Its just gonna be fluffy moments from House and Cameron's life together, it'll all be 'established relationship' stuff, and there won't be a plot line, because i'm not creative enough to make one up!

Enjoy and review!

"I like peace train by Cat Stevens" she said matter of factly, with her eyes wide open for emphasis. She was sitting in front of him on his desk, looking down on him while he sat in his swivel chair.

"Take it back" he warned, he refused to accept that she had even heard that song, let alone like it.

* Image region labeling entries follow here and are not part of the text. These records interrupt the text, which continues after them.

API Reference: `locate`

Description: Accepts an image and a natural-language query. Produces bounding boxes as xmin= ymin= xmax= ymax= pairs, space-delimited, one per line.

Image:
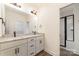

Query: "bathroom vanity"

xmin=0 ymin=34 xmax=44 ymax=56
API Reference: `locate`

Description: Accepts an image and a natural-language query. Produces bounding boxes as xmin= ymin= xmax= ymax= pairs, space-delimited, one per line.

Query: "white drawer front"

xmin=0 ymin=40 xmax=27 ymax=50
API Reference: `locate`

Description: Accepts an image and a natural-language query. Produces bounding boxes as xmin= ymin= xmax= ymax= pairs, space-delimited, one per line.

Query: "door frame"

xmin=60 ymin=17 xmax=67 ymax=47
xmin=60 ymin=14 xmax=74 ymax=47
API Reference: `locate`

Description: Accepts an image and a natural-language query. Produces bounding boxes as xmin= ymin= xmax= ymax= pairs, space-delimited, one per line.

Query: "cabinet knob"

xmin=31 ymin=39 xmax=34 ymax=41
xmin=31 ymin=45 xmax=34 ymax=47
xmin=31 ymin=52 xmax=34 ymax=55
xmin=40 ymin=40 xmax=42 ymax=43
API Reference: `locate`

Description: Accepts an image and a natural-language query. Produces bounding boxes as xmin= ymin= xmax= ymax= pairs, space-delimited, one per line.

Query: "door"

xmin=0 ymin=18 xmax=2 ymax=36
xmin=67 ymin=15 xmax=74 ymax=41
xmin=60 ymin=17 xmax=65 ymax=46
xmin=0 ymin=3 xmax=2 ymax=17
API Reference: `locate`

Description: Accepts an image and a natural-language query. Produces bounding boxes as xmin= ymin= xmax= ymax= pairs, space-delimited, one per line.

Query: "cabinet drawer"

xmin=28 ymin=38 xmax=35 ymax=43
xmin=0 ymin=40 xmax=27 ymax=50
xmin=0 ymin=48 xmax=15 ymax=56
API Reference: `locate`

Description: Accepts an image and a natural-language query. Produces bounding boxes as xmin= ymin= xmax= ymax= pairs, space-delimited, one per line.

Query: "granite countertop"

xmin=0 ymin=33 xmax=43 ymax=43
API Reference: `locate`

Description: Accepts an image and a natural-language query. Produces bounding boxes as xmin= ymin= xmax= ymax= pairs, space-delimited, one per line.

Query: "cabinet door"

xmin=35 ymin=37 xmax=44 ymax=54
xmin=0 ymin=48 xmax=15 ymax=56
xmin=16 ymin=44 xmax=27 ymax=56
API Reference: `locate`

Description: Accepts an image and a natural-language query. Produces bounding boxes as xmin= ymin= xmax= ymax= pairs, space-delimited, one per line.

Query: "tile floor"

xmin=60 ymin=48 xmax=79 ymax=56
xmin=36 ymin=51 xmax=52 ymax=56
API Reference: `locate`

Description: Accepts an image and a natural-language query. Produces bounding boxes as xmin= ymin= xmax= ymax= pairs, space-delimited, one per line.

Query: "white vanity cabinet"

xmin=28 ymin=37 xmax=36 ymax=56
xmin=0 ymin=36 xmax=44 ymax=56
xmin=35 ymin=36 xmax=44 ymax=54
xmin=0 ymin=48 xmax=15 ymax=56
xmin=15 ymin=44 xmax=27 ymax=56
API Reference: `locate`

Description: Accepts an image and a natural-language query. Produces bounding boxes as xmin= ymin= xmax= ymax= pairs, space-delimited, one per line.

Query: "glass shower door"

xmin=67 ymin=16 xmax=74 ymax=41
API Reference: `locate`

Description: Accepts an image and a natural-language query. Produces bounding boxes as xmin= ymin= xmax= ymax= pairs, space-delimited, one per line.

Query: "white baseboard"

xmin=61 ymin=47 xmax=79 ymax=55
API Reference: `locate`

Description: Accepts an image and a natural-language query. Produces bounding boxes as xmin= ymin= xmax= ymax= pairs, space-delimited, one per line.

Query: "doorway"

xmin=60 ymin=15 xmax=74 ymax=47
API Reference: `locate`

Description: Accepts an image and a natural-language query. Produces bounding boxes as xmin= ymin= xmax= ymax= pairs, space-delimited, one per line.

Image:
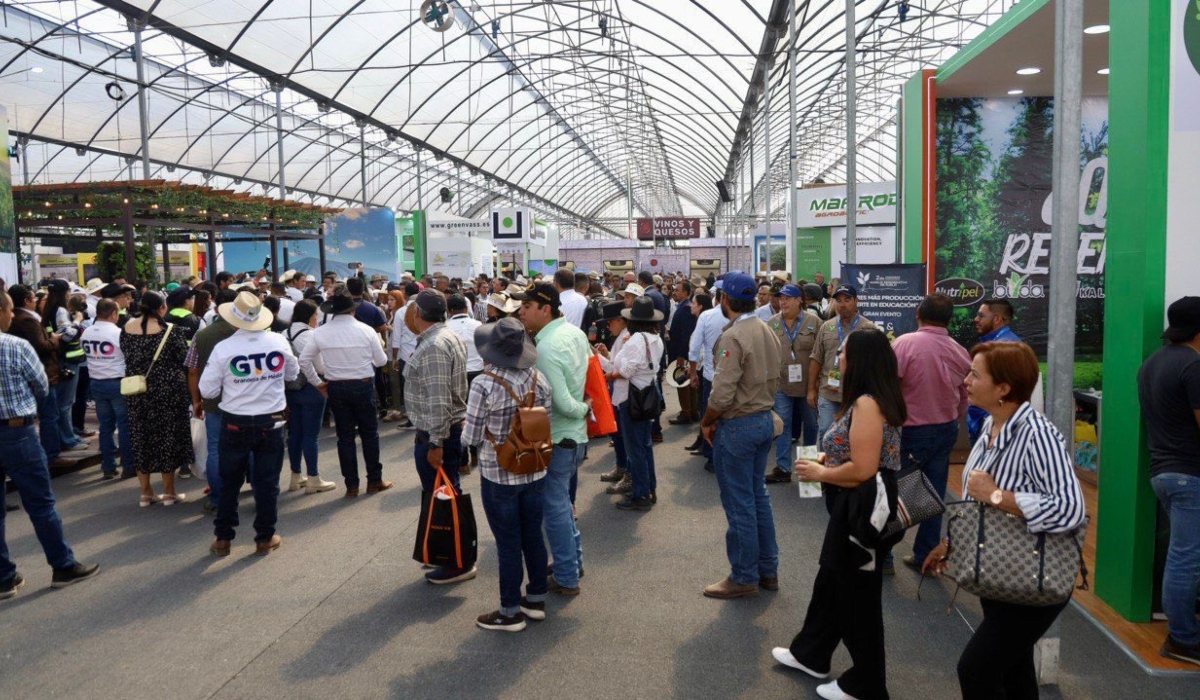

"No!" she pursed her lips and tried her hardest to look defiant, "I like it, it's pretty."

"The man is a lunatic, he became a Muslim, because he had a hallucinogenic dream that told him to, at least I think that's why he became a Muslim, I suppose it's a better reason than most of the other Muslims in the world, although 72 virgins when you kill yourself for a cause isn't a bad deal either." He rambled, dropping her foot as he finished tying the laces on her shoe.

"What is a virgin?" she asked nonchalantly as she offered him her other foot, so he could do the laces there too.

"Isn't it about time you did these yourself?" he asked changing the subject "most four year olds can do their own laces, you know."

"I can tie my own shoe laces" she replied indignantly.

"Oh yeah, prove it" he dared his daughter. She pulled her foot up onto the desk and proceeded to attempt the feat alone.

"First you tie a knot, and then you make to bunny ears, and then you tie the bunny ears in a knot" she extend the foot out for his approval. Technically it was a bow, but a very messy loose one, that he was almost positive he'd be re-tying halfway down the corridor.

"Its lovely" he commented with a smile before picking her up and plopping her on the floor. "Pack your stuff into you bag and we'll go find your mother ok" she smiled and ran over to his couch to pack up her pencils.

He slung his backpack over his shoulder, grabbed his cane and moved to meet her at the door, holding her hand they wandered towards the elevator, stoping briefly for her shoe to be retied, it was not until they were within the elevator (with an elderly couple) that she remembered her earlier question. "Daddy?" he murmured for her to go on "What's a virgin? And why do Muslims get 72 of them?" Both the man and woman looked deeply offended and the woman muttered something under her breath about distasteful children.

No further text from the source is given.